博士と怪我
──人間は愚かな生き物だ。
神を求め、神を望み、神を信じ、
──そして神になろうとする。
ニコラ・テスラにとってレジーナは最高傑作だといえるだろう。
彼は生前から死後の今迄自分の中にある探究心や好奇心を止めることなく足を進めてきた発明家であり天才だ。
もし物理的に手を動かし動く事が働き者だというのなら、彼は自分をなまけ者だというが、もし思考することも一つの仕事だと捉えるのならば、自分以上の働き者はいないといえた。
レディとの生活に不満を持つことはなにもない。
テスラは彼女を自分の助手として創り上げたが、それは正解だったといえる。もちろん、彼は自分の作品に神々などのイタズラにて上書きをされたといえるだろうが、それでもなお、口では彼女をアンドロイドやオートマタといいつつも、まるでパートナーを扱うようにみえた。
テスラはレディが重たい荷物を運んでいようと、例え普通の人間なら解くのに数日は掛かりそうな問題を数秒で答えたとしても、特には気にしないようにするのが常だ。
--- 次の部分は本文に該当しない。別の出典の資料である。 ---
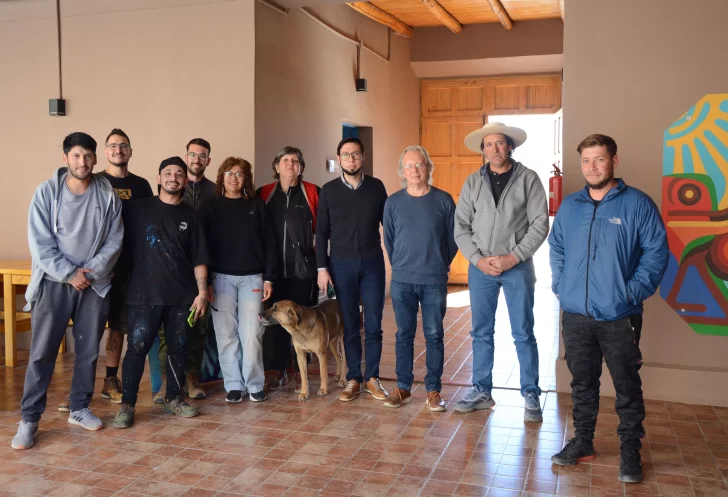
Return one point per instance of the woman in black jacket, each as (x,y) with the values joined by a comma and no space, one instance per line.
(243,253)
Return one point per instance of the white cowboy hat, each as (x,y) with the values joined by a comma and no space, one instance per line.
(474,139)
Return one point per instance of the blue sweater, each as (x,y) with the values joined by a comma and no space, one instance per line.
(607,259)
(419,236)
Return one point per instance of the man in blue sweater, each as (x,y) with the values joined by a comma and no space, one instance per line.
(420,242)
(608,254)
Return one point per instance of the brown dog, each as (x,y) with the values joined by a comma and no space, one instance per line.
(313,329)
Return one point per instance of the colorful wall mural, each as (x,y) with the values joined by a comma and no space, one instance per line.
(695,211)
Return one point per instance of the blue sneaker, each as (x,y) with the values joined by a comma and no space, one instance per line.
(475,399)
(533,408)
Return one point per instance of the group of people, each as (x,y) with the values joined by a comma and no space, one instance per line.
(105,249)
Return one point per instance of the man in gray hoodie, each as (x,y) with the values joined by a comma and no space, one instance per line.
(500,221)
(75,235)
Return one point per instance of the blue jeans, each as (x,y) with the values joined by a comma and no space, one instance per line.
(356,279)
(518,285)
(238,330)
(406,300)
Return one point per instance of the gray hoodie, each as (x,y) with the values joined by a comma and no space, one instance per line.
(518,226)
(43,228)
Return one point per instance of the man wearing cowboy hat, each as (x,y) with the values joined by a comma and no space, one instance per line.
(500,221)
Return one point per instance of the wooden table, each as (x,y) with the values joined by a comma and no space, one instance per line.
(14,273)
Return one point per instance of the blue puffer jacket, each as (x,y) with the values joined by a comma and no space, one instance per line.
(607,259)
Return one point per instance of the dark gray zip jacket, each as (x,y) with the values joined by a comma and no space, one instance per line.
(518,225)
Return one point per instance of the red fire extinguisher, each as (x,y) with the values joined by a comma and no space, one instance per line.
(555,191)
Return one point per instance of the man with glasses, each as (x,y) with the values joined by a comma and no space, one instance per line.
(198,191)
(420,242)
(129,187)
(350,211)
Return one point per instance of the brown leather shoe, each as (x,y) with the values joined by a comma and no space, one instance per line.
(435,402)
(376,389)
(352,390)
(399,396)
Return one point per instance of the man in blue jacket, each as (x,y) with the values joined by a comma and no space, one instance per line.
(608,254)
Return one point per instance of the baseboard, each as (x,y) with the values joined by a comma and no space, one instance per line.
(664,382)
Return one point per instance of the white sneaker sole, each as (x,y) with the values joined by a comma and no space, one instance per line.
(72,421)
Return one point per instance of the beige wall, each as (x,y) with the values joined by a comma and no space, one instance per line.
(488,41)
(305,91)
(165,71)
(630,76)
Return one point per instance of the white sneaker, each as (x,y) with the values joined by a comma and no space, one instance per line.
(25,438)
(85,419)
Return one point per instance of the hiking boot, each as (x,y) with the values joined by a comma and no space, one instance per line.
(532,411)
(65,406)
(257,396)
(435,402)
(630,466)
(234,397)
(351,391)
(125,417)
(112,390)
(192,385)
(159,396)
(180,408)
(399,396)
(375,388)
(25,438)
(276,380)
(577,450)
(85,419)
(475,399)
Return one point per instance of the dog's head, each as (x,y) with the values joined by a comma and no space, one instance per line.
(286,313)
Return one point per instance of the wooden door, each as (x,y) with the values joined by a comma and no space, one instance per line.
(453,108)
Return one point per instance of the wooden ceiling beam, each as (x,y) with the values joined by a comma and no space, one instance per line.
(497,7)
(443,15)
(382,17)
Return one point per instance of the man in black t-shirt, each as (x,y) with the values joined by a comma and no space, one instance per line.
(168,258)
(128,187)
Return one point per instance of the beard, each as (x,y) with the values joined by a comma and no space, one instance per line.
(601,184)
(81,177)
(351,173)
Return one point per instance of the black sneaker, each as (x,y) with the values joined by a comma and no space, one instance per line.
(575,451)
(258,396)
(234,397)
(630,466)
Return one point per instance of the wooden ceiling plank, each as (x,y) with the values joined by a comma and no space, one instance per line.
(382,17)
(497,7)
(443,15)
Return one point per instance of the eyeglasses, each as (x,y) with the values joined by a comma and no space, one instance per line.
(237,174)
(192,156)
(354,155)
(118,146)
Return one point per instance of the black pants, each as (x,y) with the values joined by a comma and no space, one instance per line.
(276,340)
(144,324)
(586,342)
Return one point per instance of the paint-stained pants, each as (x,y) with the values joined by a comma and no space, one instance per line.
(144,324)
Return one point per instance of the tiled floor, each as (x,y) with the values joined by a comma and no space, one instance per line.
(327,448)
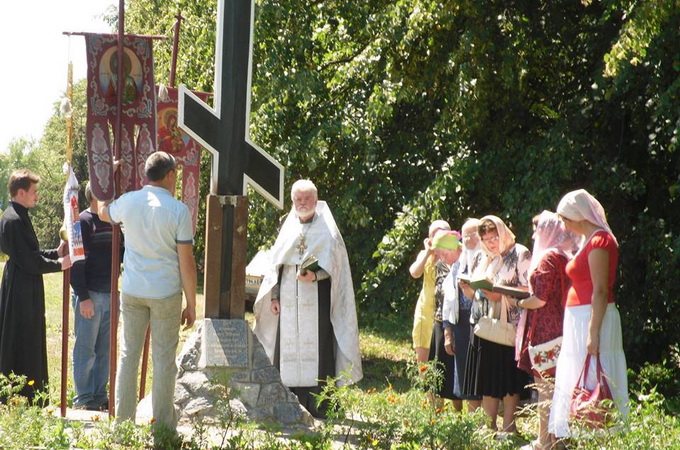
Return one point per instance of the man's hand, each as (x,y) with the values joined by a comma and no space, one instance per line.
(188,317)
(449,343)
(309,276)
(593,344)
(86,308)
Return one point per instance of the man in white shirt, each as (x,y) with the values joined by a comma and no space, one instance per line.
(158,265)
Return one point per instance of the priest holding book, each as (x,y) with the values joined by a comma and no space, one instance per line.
(305,315)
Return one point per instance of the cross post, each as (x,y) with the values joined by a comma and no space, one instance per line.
(237,161)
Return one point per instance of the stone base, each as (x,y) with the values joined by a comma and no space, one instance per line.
(242,375)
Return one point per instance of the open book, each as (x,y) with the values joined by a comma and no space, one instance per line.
(310,263)
(486,284)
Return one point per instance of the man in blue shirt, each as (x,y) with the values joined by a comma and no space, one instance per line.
(159,264)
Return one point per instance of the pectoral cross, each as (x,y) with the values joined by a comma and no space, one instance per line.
(303,245)
(223,130)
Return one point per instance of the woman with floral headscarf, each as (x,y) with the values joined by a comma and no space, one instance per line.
(592,325)
(492,370)
(553,247)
なにせレディは自身が創ったアンドロイドなのだから当然だ。
美しい見た目をして、完璧な淑女のように振る舞うことはプログラミングに組み込んではいなかったが、テスラは彼女に心が宿った以後は文字を一から教えたこともあり、彼女の創造主としての務めを果たしていた。
それは創造主でありつつも、父や兄、師や指導者、夫や恋人のようであった事だろう。
「テスラ様お荷物でございます」
そういって荷物を持ってきたレディは慣れたように決まった位置へと持っていくと、特に許可を得ずに開けては数日前に申請しておいた部品が届いた為、特に問題がないことを確認するとテスラの目につく位置に置いておけばテスラは何も言わずに作業の過程でそれを手に取り使用した。
第一共同研究室にてやってきた荷物の受け取りにサインをしたものの、山積みになったダンボールを相手に誰宛の荷物か確認して、それぞれに届けようとした時、ほとんどがいつも通りエジソンのものであり。また大量の原産地や種類の異なる特定のものを仕入れて素材の確認を行おうとしているのだと気付いては仕方なく持ち運んだ。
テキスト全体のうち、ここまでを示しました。